This is a physiological condition that a person experiences when that person’s Circadian Rhythm gets disrupted. For this reason, jet lag is considered as a Circadian Rhythm Disorder.

What exactly is jet lag?

Jet lag happens when the sleep-wake cycle of a person gets disturbed. As a result, that person becomes drowsy and lethargic. He may also feel irritable, tired, and slightly disoriented.

Jet lag is often experienced by those who travel across multiple time zones in a short period of time. The more time zones a person crosses, the more severe the jet lag is. However, it is not only those who cross time zones who are prone to jet lag. People who frequently change their sleep routine because of work commitments can also experience jet lag.

What causes jet lag?

As mentioned above, jet lag results from the disruption of the body’s Circadian Rhythm. This is why it is important to learn more about Circadian Rhythms and what they do for the human body.

What are Circadian Rhythms?

The Circadian Rhythm is the 24-hour internal clock that runs in the background of the brain. This clock cycles between feelings of alertness and sleepiness throughout the day. It has regular intervals that it follows and is also called the sleep-wake cycle. This cycle is the reason why a person will feel alert or energized at about the same time each day. There will also be particular times when the human body will feel sleepy or tired.

A part of the brain called the hypothalamus controls the Circadian Rhythm. However, other factors such as lightness and darkness can also affect the sleep-wake cycle. When the surroundings are dark, the eyes send a signal to the hypothalamus that it is time to sleep. The brain then sends a signal to the body to produce melatonin which makes the body feel tired and sleepy. On the other hand, when the human body senses light, the brain receives a signal that it is time for the body to become alert so a person wakes up. This is why the Circadian Rhythm follows the daytime and nighttime cycle. This is also one reason why those who work the graveyard shift have trouble sleeping during the day and staying active during the night.

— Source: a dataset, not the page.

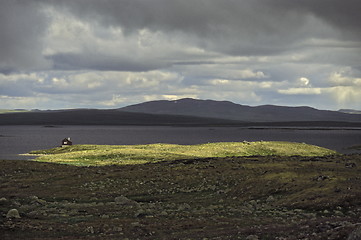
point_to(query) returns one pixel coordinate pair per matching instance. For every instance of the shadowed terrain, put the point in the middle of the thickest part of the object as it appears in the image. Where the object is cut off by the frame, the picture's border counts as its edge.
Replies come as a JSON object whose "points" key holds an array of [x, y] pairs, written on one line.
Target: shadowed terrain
{"points": [[271, 197]]}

What is the relationship between time zones and my body clock?

We already know what the body clock is. For us to completely understand the relationship between time zones and the Circadian Rhythm, we need to know what a time zone is.

A time zone is a region which has the same time. There are 24 time zones around the world. We have one time zone for each hour of the day. Time zones run from north to south and they are approximately 1,000 miles wide. Each time zone is one hour ahead from the time zone before it and one hour behind from the time zone ahead of it. When the earth rotates, you have one time zone where the sun is setting. An hour later, the sun will set on the time zone west of the previous one. This goes on and on until the 24-hour cycle is complete. So, here in the U.S., if it’s 8 PM in the Eastern Time Zone, it is 7 PM in the Central Time Zone, 6 PM in Mountain Time, and 5 PM in Pacific Time.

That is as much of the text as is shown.